The disease called “Perfection”

Anonymous
http://www.danoah.com/2010/09/disease-called-perfection.html

This is a great post about our quest to be perfect and how it is hurting us. We should just be "real" and own our flaws.

The quote that rings true for me...
Perfection” is a mom hating herself because she only sees that every other mom around her is the perfect mother, the perfect wife, and the perfect neighbor. I’d give anything to be Mrs. Jones. Today she ran 34 miles, cooked six complete meals, participated in a two-hour activity with each of her seven children, hosted a marriage class with her husband, and still had time to show up for Bunco. What this mom doesn’t know is that Mrs. Jones is also at home crying right now because the pressure to be “Perfect” never lets up.

Anonymous
I have a real sometimes flawed life that takes enough time.

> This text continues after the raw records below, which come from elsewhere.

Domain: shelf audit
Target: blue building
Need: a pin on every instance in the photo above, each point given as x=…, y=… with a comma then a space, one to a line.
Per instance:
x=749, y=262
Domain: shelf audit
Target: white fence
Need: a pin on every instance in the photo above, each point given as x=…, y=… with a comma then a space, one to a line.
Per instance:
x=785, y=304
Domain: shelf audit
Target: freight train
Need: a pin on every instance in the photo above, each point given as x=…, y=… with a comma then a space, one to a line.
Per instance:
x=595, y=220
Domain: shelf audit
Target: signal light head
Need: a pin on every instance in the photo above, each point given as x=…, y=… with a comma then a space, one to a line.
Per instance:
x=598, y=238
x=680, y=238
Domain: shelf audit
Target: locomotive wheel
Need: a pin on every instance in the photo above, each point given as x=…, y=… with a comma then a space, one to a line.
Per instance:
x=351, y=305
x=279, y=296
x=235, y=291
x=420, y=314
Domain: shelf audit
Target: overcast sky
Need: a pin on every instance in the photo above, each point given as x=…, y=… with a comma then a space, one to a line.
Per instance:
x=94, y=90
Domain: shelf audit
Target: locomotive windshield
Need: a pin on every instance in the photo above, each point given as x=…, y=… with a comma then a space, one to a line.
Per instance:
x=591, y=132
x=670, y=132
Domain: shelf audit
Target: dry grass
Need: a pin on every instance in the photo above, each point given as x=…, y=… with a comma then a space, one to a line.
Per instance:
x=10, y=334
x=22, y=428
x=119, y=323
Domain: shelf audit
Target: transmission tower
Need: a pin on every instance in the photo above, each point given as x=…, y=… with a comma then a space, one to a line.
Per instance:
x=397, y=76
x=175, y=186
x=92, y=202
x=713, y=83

I can't imagine spending additional energy to create the fictional image of a perfect life on top of that.
Anonymous
Yup I have it and I'm miserable. The cracks are large enough now that most people I'm close to know things are not all rosy and that kills me.

I was raised to believe that a woman could do anything and should 'pursue her dreams.' Only come to find out that the work-life balance is a total crock and the feminist mantra only serves to cause working women to feel torn between career and family.
Anonymous
OP here - I posted this because I feel that I strive for perfection at the expense of my family sometimes. I WOHM and have 2 young children. I want to have the perfect clean house - so I am a witch to everyone as I run around straightening up perfectly normal messes. I want my children to do well in school, so after I work, pick up the kids from aftercare, cook dinner, I sit down with them as they do their homework. I want to be the perfect wife, so after I do all that, I put the kids to bed and fold laundry and at least once a week I have to find time to have sex with my husband. Then weekends are the kids activities. Somewhere along the line I lost "me". The cracks are not only showing, but they are big enough that I am about to fall through. I just want to admit to everyone that I cannot do it all! I have been told by several people that I appear so organized and together when in truth I am a mess.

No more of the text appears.